The conversation hosted about 50 recognized filmmakers, actors, actresses, directors, producers, scriptwriters, leaders of the industry’s associations, and representatives from the Lagos State Government’s Ministry of Tourism Arts and Culture to a Symposium at Wheatbaker Lagos, Ikoyi.

“In Nigeria, Ford foundation focuses on social exclusion and impunity that surround the marginalisation of women, girls and persons in minority groups that are usually sidelined or disadvantaged in our communities,” Onyinye Onyemobi, a Ford Foundation representative, said in her opening remarks.

The symposium is part of a broader gender and disability project undertaken by Arden & Newton in partnership with Ford Foundation to produce written and visual documentation, hold dialogue and showcase the resilience of women with disabilities in resource producing communities in Nigeria. One of the outputs of the project is a critical analysis report on the representation of women with disabilities in Nollywood films. The preliminary findings of this report formed the core of the conversation at the symposium.

In his presentation, Oris Aigbokhaevbolo, a renowned cultural critic and writer, said the research, which considered a dozen movies across different genres, featured at least one female character with a disability.

“I have gone through a bunch of Nollywood films looking specifically for movies that have female characters who were people with disabilities,” said Aigbokhaevbolo. “I discovered that the characterisation of these women are not strong enough in the media, and as a result, people assume that this is their reality.”

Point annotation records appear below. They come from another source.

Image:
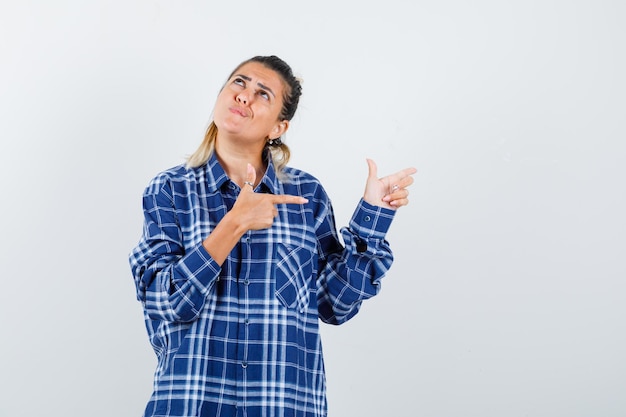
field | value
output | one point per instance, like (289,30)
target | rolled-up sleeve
(351,273)
(171,281)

In Nigeria, Nollywood wields a powerful influence that is often a determinant of audience behaviour. They watch the content portrayed on Nollywood screens, internalise it and accept it as a representation of reality.

As the conversation progressed, industry veterans, filmmakers, distributors, scriptwriters and producers agreed that the misrepresentation of persons with disabilities exists in Nollywood. But arguments were made about investors’ willingness to part with funds to tell these stories and the commercial appeal of these stories to the general public.

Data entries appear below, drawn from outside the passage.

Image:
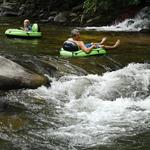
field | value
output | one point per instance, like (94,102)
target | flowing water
(109,109)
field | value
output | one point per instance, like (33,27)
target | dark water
(73,115)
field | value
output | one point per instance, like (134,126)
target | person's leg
(111,47)
(103,40)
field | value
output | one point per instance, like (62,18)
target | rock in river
(14,76)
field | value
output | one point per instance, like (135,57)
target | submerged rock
(14,76)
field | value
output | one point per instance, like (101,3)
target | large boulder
(14,76)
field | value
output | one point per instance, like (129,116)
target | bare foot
(103,40)
(117,43)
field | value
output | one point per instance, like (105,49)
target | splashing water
(96,110)
(141,21)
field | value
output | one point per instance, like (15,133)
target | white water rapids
(97,109)
(140,22)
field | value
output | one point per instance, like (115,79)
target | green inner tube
(81,53)
(24,34)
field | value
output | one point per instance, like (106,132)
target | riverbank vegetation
(81,12)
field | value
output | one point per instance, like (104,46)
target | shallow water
(107,109)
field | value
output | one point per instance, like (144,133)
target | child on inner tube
(75,38)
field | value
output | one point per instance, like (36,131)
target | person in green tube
(26,25)
(76,43)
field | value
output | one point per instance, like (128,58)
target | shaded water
(109,111)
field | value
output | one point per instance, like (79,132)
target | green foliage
(91,6)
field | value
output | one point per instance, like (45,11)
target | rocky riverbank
(67,13)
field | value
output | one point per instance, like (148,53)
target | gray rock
(14,76)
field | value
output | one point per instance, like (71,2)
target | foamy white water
(141,21)
(98,109)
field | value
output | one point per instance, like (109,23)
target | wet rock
(14,76)
(61,17)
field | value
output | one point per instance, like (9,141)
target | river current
(109,109)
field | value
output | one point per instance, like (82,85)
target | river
(107,109)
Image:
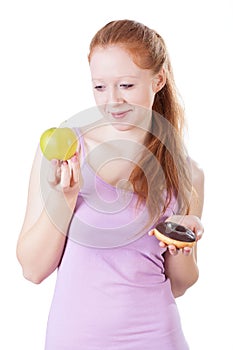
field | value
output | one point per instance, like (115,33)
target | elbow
(29,273)
(32,277)
(179,289)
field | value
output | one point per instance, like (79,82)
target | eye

“Film business is business,” said Dorothy Njemanze, a Nollywood producer and social activist.

 “There are a lot of stories about persons with disabilities, but how many people are ready to fund these stories? Generally, filmmaking is a risk; will investors be willing to take that risk and produce movies about persons with disabilities,” she said.

Uyaiedu Ikpe-Etim, a filmmaker and producer, said that the inclusion of women with disabilities in Nollywood does not necessarily mean they must produce a separate movie for them.

“A movie like the wedding party, for instance, might feature a woman with a disability as the lead character. If it’s a strong character, that might even endear the character to viewers,” she said”.

However, featuring persons with disabilities prominently in Nollywood, training actors and the society on what disability means is surely needed.

“Stakeholders also agreed that understanding disability in Nigeria is the first approach to provide the right idea for Nollywood producers.

In his closing remarks, Creative Director at Arden and Newton, Perez Tigidam said the symposium has ignited a long-overdue conversation and will serve as a model for future dialogue.

“Today’s discussion has been long overdue for years in the Nollywood industry, and I’m glad we started that conversation today with valid suggestions from industry stakeholders capable of implementing them,” he said.